Godshall / Pleasant Valley Mill
Montgomery Co. | Pennsylvania | USA
Watersource: Skippack Creek.
Godshall / Pleasant Valley Mill
On Pa 63 (Sumneytown Pike) in Mainland, go east less than a half mile and turn right on Clemens Road. Travel about 0.5 miles to Rittenhouse Road. The mill is on the left just before the junction.
A large 4 story stone mill of 40'X 60' dimentions covered in stucco. The mill has been rumored to date from as far back as 1711-1714, but the 1740's seems more realistic. It has definite documentation back at least to 1760. It was one of several mills along the Skippack and Towamencin Creeks in Towamencin Township that early setlers relied on for processed lumber and agricultural products. It is one of the more unusual mills in that it has an almost flat roof. If snow gets to deep, it probably needs to be shoveled off.

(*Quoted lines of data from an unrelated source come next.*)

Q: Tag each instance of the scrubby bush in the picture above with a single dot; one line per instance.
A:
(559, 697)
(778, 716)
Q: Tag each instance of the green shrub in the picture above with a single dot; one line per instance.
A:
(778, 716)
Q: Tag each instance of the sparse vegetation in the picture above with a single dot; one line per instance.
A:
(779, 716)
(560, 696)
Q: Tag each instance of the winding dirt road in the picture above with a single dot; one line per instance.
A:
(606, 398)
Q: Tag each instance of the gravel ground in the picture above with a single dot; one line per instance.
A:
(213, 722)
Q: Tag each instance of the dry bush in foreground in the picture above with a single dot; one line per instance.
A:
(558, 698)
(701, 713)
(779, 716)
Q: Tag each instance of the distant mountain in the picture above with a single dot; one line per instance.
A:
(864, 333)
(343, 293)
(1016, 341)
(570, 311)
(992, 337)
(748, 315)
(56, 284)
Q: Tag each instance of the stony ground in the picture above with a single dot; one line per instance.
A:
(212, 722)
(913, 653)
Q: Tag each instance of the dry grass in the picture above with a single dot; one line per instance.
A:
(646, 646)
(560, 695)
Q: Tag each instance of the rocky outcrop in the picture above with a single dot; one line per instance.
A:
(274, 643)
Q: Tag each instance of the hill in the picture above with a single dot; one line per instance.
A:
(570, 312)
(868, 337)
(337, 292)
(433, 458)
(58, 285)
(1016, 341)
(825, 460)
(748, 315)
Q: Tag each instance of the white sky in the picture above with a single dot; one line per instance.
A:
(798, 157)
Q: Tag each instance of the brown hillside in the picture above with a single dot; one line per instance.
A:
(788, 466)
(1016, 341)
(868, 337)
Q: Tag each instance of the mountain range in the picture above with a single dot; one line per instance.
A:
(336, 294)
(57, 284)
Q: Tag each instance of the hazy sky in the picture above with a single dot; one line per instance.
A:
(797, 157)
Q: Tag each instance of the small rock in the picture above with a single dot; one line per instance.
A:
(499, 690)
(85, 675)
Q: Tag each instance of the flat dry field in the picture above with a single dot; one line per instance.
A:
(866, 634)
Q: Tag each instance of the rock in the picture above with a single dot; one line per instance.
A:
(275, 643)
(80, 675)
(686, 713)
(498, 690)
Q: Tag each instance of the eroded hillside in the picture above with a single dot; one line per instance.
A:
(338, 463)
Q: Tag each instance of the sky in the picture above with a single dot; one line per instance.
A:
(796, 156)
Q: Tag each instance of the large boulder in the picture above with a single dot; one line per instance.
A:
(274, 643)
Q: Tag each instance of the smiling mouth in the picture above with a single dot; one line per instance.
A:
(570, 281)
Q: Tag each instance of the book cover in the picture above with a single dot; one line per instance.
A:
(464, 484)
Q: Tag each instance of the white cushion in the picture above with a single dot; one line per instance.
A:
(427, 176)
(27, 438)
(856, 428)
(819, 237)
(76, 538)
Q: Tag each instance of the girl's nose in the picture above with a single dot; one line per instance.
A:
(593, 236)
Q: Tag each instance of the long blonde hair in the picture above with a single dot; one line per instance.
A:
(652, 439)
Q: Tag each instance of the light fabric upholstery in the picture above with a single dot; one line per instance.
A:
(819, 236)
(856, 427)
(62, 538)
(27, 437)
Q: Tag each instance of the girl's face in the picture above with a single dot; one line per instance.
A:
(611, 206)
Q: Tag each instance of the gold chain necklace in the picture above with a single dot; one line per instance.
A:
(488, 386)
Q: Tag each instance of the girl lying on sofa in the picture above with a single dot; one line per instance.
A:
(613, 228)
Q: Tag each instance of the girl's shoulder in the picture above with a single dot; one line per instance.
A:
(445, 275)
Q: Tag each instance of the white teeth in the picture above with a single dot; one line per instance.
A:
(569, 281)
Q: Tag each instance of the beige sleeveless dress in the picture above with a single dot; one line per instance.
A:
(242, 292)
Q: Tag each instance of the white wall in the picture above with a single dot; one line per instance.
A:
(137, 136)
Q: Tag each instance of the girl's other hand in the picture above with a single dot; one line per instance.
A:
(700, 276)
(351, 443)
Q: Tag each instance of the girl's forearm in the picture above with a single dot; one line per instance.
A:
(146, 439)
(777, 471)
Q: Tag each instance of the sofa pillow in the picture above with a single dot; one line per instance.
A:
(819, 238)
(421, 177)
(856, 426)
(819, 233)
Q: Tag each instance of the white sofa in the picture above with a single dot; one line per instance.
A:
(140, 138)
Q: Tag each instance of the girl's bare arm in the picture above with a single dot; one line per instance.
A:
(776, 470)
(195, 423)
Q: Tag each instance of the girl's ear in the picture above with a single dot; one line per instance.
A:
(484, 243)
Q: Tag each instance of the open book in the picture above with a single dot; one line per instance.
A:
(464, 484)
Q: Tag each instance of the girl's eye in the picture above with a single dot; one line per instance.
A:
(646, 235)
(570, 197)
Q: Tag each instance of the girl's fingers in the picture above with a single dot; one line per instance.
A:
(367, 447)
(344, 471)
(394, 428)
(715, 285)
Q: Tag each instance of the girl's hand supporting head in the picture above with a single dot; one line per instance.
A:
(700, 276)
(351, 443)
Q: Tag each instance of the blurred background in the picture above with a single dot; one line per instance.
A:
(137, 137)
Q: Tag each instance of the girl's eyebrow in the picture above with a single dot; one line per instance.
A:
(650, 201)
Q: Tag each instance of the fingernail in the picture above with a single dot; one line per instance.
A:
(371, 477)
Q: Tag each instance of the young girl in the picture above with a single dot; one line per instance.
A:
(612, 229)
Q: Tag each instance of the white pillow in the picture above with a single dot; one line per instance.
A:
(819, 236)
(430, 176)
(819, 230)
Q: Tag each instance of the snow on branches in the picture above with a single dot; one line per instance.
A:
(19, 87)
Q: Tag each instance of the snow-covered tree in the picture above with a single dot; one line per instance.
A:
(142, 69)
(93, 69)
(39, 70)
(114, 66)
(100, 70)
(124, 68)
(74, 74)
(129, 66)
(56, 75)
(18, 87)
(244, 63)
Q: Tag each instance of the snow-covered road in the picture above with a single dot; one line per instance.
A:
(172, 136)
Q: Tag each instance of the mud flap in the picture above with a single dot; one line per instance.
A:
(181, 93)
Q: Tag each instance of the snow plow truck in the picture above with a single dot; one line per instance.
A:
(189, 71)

Mill operators used to feed ears of corn into hoppers, crushers, and lastly through a grist mill; then, the end product would be bagged and loaded onto the waiting wagon. The mill was water-powered from its beginning and continued to be so into the late 1930's or early 1940's. The wheel is supposedly buried deep in the floor of the basement. Irvin Renninger became the mill manager in the 1940's and the operation was powered by electricity at that time. The mill crushed and ground its last feed in the early 1960's, at which time it was converted into a single-family dwelling; which, since 1991, has been the home of James & Jeanne Brown.